Although central access remains a way to administer fluids, it is not recommended for rapid volume infusion. Therefore, a single-lumen peripherally inserted central venous catheter or triple-lumen internal jugular venous catheter would not be appropriate for this patient who requires large fluid volumes quickly. Central access may ultimately be necessary to administer vasopressor therapy, which cannot be given through peripheral access, if this patient does not respond to fluid resuscitation.
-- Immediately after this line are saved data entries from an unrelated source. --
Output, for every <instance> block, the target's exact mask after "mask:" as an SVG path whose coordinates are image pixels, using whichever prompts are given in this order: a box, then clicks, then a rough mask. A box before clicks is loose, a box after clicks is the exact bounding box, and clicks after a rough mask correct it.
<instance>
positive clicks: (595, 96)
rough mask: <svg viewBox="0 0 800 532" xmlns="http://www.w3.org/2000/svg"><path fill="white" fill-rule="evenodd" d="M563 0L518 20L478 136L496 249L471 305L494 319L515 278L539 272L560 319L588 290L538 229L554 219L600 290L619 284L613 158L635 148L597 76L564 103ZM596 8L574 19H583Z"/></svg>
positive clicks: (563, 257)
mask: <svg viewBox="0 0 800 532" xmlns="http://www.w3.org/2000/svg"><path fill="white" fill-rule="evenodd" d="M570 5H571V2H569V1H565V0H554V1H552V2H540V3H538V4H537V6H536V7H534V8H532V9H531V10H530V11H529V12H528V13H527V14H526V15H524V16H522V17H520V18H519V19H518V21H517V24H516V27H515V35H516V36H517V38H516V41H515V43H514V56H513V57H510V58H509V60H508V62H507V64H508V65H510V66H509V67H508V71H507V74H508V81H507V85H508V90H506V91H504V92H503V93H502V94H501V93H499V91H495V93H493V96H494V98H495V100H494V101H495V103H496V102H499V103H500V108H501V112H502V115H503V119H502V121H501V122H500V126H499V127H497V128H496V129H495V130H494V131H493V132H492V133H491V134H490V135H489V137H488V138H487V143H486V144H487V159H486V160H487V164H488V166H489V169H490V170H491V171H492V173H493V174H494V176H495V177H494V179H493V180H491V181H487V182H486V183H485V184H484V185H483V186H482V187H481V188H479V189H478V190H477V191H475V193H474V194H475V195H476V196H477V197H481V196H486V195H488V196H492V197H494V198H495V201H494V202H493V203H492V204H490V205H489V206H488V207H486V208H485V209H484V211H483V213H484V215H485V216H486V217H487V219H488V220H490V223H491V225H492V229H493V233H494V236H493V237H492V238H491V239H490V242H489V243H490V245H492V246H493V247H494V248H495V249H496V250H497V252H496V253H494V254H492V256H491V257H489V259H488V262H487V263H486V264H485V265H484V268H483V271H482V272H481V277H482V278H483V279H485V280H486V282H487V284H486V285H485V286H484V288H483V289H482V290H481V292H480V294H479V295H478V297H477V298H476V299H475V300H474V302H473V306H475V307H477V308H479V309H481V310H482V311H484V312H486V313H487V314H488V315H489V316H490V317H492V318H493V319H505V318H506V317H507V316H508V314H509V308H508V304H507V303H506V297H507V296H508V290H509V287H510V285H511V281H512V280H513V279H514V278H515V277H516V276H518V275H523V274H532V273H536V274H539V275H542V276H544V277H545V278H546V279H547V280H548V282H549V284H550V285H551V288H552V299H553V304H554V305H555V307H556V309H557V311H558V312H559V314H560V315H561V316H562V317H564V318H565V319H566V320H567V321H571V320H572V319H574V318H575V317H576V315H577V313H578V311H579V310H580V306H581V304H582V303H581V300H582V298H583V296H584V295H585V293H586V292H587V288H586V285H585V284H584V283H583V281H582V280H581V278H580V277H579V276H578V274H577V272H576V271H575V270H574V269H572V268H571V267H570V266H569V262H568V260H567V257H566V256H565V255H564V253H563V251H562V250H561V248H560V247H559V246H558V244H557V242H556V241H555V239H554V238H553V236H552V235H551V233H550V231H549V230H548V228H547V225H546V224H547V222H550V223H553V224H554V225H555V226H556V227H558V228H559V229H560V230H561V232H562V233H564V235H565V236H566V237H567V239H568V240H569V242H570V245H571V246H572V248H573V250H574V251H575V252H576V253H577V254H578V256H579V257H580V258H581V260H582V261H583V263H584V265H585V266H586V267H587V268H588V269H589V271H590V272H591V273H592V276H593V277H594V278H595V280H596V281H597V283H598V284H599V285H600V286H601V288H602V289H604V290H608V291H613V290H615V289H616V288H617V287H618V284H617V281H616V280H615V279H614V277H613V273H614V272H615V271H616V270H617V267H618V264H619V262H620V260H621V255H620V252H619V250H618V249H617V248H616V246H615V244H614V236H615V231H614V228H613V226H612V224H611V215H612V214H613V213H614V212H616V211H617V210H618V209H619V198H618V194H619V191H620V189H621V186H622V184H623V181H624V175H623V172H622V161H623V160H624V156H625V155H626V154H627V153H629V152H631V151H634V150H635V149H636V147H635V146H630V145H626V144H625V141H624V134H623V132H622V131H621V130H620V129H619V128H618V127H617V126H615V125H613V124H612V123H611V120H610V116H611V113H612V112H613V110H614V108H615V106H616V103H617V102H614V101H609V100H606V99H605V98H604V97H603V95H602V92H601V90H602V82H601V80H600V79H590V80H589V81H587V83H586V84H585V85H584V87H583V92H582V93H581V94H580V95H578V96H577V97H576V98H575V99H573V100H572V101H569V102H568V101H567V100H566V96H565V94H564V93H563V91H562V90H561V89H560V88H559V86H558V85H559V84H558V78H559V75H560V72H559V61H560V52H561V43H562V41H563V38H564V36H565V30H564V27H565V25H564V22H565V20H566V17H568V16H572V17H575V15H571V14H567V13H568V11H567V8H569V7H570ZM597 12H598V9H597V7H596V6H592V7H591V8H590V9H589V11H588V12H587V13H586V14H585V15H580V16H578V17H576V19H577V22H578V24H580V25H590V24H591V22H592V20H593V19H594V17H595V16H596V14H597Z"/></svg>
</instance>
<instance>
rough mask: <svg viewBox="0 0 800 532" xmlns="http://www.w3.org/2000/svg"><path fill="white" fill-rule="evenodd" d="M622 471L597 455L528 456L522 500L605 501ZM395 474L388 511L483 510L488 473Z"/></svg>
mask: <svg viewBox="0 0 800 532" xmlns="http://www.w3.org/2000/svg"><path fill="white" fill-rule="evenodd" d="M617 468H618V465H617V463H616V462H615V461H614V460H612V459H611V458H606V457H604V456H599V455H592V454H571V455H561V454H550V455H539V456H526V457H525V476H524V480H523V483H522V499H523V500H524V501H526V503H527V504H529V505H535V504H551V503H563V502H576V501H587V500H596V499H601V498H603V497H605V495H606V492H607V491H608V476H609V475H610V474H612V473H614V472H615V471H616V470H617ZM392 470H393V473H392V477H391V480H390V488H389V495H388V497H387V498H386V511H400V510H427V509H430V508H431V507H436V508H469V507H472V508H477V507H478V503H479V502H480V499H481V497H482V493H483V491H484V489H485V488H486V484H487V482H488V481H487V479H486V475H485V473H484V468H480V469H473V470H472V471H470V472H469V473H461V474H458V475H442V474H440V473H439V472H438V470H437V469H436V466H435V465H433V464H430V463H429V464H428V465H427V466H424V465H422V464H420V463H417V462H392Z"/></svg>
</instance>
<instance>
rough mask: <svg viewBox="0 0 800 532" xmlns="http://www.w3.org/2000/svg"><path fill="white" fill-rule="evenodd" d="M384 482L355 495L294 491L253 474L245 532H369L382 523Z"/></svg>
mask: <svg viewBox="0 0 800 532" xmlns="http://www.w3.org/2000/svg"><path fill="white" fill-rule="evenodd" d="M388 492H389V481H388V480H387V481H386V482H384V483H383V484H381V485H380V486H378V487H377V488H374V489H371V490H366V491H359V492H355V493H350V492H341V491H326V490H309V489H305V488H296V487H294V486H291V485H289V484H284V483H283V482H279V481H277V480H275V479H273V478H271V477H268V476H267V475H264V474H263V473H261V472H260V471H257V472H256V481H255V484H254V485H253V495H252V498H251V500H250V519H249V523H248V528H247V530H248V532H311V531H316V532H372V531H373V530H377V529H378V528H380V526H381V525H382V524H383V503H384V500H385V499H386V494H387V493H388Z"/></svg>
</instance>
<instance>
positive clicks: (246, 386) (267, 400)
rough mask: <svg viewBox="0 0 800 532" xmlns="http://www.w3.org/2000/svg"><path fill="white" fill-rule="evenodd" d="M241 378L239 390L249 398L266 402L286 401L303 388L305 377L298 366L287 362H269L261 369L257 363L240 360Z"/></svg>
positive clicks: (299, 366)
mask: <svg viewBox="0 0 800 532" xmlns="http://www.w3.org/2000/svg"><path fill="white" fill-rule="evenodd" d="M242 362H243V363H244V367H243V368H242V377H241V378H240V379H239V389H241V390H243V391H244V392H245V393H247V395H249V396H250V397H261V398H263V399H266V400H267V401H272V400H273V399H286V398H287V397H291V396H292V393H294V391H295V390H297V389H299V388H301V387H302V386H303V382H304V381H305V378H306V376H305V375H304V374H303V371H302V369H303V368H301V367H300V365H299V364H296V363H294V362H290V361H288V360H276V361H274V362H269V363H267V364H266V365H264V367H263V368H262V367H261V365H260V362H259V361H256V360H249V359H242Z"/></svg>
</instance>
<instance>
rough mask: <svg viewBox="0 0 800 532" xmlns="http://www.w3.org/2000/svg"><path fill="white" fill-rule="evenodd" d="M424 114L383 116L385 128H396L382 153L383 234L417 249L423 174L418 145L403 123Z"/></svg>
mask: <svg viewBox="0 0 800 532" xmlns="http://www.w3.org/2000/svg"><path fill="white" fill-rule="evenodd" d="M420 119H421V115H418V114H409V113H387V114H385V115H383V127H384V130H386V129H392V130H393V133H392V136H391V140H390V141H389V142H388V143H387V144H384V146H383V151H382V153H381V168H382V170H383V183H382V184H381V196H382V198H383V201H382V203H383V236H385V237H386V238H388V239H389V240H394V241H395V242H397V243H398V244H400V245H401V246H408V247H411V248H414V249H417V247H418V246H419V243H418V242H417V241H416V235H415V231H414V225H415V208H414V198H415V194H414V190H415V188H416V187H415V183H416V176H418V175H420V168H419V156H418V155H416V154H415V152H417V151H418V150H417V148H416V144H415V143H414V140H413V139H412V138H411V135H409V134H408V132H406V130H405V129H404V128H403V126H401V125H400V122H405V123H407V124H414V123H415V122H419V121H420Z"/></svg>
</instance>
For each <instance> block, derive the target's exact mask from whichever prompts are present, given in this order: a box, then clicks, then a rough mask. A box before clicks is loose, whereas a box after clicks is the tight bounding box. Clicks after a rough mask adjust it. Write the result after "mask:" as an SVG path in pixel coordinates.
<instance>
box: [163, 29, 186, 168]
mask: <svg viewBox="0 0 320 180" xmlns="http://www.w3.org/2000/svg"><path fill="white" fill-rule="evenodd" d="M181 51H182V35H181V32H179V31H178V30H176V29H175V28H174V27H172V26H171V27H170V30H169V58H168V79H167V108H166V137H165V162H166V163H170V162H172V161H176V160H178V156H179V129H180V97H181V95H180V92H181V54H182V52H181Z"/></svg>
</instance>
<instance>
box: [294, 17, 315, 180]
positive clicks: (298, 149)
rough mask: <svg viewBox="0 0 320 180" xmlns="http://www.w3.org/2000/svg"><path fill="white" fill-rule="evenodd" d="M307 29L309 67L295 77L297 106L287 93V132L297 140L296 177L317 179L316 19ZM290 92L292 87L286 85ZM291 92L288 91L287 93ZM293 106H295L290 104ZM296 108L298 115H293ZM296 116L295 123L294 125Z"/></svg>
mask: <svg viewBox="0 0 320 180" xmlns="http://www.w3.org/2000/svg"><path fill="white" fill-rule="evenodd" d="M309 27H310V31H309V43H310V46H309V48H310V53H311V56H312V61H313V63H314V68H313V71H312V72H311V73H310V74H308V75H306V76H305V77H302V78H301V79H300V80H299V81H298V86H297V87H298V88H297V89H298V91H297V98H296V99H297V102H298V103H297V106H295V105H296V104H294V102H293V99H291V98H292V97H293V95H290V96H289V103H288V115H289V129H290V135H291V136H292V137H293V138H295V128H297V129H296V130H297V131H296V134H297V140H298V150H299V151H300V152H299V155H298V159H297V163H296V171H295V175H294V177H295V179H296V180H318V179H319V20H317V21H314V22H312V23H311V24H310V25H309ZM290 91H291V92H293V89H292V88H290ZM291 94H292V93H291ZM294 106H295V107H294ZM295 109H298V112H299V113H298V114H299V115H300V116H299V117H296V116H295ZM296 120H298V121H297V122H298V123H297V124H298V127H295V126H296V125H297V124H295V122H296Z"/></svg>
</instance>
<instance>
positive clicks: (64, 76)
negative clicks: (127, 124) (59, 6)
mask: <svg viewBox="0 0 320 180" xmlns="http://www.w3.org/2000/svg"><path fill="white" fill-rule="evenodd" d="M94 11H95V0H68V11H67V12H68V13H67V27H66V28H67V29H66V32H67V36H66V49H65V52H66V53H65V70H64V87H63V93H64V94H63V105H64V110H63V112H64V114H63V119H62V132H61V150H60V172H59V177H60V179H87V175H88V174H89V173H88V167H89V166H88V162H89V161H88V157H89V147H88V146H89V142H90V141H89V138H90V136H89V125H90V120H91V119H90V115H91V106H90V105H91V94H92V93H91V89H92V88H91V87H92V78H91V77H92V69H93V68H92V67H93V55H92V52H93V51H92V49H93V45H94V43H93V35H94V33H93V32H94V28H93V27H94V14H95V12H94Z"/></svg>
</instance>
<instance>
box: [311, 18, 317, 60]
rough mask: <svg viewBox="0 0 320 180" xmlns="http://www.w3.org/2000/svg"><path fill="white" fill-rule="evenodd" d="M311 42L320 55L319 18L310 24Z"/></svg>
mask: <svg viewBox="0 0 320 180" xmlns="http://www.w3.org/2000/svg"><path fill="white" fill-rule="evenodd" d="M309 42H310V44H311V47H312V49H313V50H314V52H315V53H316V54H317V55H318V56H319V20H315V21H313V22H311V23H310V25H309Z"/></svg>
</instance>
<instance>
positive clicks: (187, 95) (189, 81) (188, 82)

Intraosseous infusion is an immediate alternative in medical or trauma resuscitation when other forms of access cannot be rapidly obtained. Sites for intraosseous access in adults include 1 to 2 cm below the tibial tuberosity and the humeral head. Alternative access should replace the intraosseous access catheter within approximately 24 hours of placement to minimize complications.
- Large-caliber peripheral intravenous access is the preferred route of infusion when large volumes of crystalloid fluid and blood are needed quickly.